Whew. At this point one might guess that Pullman has some serious issues to work out. And hey, that's part of writing, working out your personal issues. But the beef he has with monotheistic religions is their sexual repressiveness? On my list of stuff that's wrong with religion, that's pretty far down the list. In fact, it seems pretty bizarre to criticize an institution like the Catholic Church for repressing sex when they pretty much encourage wholesale breeding (best way to get new believers, don't ya know). Now, they frown upon modes of sexual behavior they don't advocate, such as homosexuality, and they frown upon birth control (again, to encourage production of more Catholics). But I don't think they have a problem with sex, per se. Quite the contrary. It just has to be their right kind of sex.

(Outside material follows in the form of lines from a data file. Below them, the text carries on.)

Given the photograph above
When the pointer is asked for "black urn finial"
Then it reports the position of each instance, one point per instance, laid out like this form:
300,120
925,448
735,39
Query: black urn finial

Anyway, I think the backward-looking, superstitious, authoritarian, anti-intellectual aspects of an institution like the Catholic Church are much more harmful than their stance on sex (though to be sure, their stance on sex and sexuality is still incredibly harmful).

I also think it's strange to basically write an anti-religious tract in which god exists. And if he really is written as the source of evil, that seems doubly dumb. Does Pullman, I wonder, abrogate humans of responsibility in the books? If The Authority is basically the root of all evil (and not human intention), then does he propose that humans are essentially pure and good? And does everybody revert to Edenic goodness and purity once the big bad god is taken out?

I didn't get into the books because from the outset Pullman's writing didn't engage me. But I have to say now that I'm glad I didn't make it much further...I doubt I would have liked the plot or theme, despite the writing.

Still, I agree with Easterbrook that it's a shame to see Pullman's work sugar-coated for commercial reasons. However, the article he links to says this:


The fans may not be happy, but Weitz, who made American Pie and About a Boy, reportedly has the full support of Pullman.

Pullman's agent, Caradoc King, told today's Times: "Of course New Line want to make money, but Mr Weitz is a wonderful director and Philip is very supportive. You have to recognise that it is a challenge in the climate of Bush's America."


Ah yes, it's all Bush's fault that you don't have the balls to present your artistic vision. It's oft the shitty artist that cries censorship when people won't buy their swill. It seems pretty obvious in this instance that New Line cares more about the bottom line than about artistic integrity, and sadly Pullman doesn't have a problem with it, at least publicly.

I'm sure he's crying all the way to the bank.